Speak Up

Post office is too unreliable

 

I don’t use the post office to send packages. I wonder how many other people have turned away from shipping with the U.S. Postal Service. Unless changes are made, the decline in shipping packages will lead to deficits and cutbacks. I would rather support our post office instead of going to a commercial shipper, but the services rendered are inefficient and waste my time.

My regular mail carrier is great. He comes at the same time each day and does not drop off mail that belongs to the neighbors or from other addresses that are similar to mine in my subdivision of Bay Point.

Recently, when I tried to send a package through him, he could not take it because he thought it weighed a pound. The mailman will not take any package over 13 ounces. My package weighed 14 ounces. This forced me to go to the post office in Midtown.

What a disaster! It was the last time I will go there or to any other station. There was a line 15 waiting with only one teller. The person in front of me said that this happens more often than not. One gentleman had more than 30 packages that he was sending with the green delivery-verification return cards. He had no postage on them and each had to be weighed. The wait was intolerable.

There is no other way to send a package without going to the teller. There was no drop-off box that would accept a small package. There were no postage machines dispensing stamps, no “if it fits, it ships” boxes" and no priority envelopes beyond the flat cardboard ones. A teller told me not to rely on the station to have supplies, and that I should have ordered them online. She said the average wait for supplies is two weeks.

Another time, when I had to ship a package, I went to the UPS store. There was no line. The store had boxes of the right size.
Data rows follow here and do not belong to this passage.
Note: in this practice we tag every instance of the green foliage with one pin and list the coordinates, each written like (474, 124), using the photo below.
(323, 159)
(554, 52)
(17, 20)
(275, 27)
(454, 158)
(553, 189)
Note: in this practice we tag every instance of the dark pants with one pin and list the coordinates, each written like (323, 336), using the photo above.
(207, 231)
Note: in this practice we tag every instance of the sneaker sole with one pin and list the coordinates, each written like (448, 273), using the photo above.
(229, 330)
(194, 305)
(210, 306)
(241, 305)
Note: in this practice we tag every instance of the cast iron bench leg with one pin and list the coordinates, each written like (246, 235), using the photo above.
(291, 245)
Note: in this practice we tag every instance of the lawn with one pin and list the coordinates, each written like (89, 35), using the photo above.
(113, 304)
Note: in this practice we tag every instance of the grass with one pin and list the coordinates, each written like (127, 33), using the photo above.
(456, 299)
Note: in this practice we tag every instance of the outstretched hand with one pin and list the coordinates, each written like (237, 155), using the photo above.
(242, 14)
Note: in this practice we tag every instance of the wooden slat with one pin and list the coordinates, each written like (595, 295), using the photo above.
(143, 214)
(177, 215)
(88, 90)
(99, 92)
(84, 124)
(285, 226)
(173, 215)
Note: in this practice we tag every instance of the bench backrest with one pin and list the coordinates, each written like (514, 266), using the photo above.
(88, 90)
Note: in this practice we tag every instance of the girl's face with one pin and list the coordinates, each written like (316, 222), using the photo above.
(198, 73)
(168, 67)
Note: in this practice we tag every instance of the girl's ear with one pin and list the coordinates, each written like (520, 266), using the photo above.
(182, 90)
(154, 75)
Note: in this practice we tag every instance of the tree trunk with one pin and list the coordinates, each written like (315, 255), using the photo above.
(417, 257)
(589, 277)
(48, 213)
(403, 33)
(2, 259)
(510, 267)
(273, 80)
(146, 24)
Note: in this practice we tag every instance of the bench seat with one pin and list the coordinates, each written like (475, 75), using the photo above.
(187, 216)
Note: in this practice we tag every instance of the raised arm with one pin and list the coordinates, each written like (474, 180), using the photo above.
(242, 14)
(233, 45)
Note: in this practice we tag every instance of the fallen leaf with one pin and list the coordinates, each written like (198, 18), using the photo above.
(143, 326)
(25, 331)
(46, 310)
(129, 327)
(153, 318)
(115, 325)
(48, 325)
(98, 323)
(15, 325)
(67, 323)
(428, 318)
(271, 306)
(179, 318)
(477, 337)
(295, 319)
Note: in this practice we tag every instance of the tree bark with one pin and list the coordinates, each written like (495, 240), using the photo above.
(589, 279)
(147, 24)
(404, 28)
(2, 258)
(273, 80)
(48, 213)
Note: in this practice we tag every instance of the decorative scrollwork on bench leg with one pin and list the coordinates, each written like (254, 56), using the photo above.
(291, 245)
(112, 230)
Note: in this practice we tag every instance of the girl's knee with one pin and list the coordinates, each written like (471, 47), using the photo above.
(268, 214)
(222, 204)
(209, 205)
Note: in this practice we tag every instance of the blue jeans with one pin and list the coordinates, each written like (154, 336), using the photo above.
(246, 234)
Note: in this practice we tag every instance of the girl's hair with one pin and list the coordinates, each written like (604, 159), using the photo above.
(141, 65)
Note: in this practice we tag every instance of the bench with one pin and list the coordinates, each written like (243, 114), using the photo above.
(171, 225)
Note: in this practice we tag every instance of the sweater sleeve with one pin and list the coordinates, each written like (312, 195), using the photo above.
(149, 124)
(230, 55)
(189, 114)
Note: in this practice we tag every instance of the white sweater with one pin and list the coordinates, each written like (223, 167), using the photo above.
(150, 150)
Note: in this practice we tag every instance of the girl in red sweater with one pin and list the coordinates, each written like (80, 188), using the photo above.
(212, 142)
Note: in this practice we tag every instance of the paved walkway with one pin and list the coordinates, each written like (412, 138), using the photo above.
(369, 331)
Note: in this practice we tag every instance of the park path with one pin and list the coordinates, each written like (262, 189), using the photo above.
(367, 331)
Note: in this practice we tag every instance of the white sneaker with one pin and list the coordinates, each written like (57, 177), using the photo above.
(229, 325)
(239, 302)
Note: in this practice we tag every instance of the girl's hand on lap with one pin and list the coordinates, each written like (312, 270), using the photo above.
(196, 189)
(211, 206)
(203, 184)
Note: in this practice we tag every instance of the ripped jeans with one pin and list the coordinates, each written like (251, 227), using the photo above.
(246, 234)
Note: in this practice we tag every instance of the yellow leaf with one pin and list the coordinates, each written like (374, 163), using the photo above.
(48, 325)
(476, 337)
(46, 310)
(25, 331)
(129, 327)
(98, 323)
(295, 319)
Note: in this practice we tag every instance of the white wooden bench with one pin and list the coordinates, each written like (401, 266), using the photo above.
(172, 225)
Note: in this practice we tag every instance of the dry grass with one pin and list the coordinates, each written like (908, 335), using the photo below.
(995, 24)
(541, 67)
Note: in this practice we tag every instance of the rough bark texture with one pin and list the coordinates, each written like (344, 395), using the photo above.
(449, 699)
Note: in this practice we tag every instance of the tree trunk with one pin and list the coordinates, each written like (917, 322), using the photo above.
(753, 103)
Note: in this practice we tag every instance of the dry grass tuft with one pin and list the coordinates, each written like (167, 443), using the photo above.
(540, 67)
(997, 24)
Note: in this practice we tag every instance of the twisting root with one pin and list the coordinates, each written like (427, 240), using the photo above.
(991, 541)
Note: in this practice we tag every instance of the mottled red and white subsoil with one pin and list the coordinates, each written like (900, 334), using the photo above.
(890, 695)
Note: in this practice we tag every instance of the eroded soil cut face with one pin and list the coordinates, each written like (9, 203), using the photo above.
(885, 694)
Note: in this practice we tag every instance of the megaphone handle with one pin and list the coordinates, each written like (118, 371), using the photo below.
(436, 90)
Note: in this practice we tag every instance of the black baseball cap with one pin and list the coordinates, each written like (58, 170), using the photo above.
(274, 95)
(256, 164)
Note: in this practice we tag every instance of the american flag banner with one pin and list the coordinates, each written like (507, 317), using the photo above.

Unlike at the post office, the package was traceable without having to use a more expensive rate, and I was given a receipt for the package. When I used the USPS, there was no proof that I had shipped an item.

Maybe some nonprofits, including USPS, should be run by profit-seeking companies. I’m sure that another carrier has the distribution lines already in place that can be modified to ship general mail similar to the package-mailing services. Anything would be better than what USPS has to offer.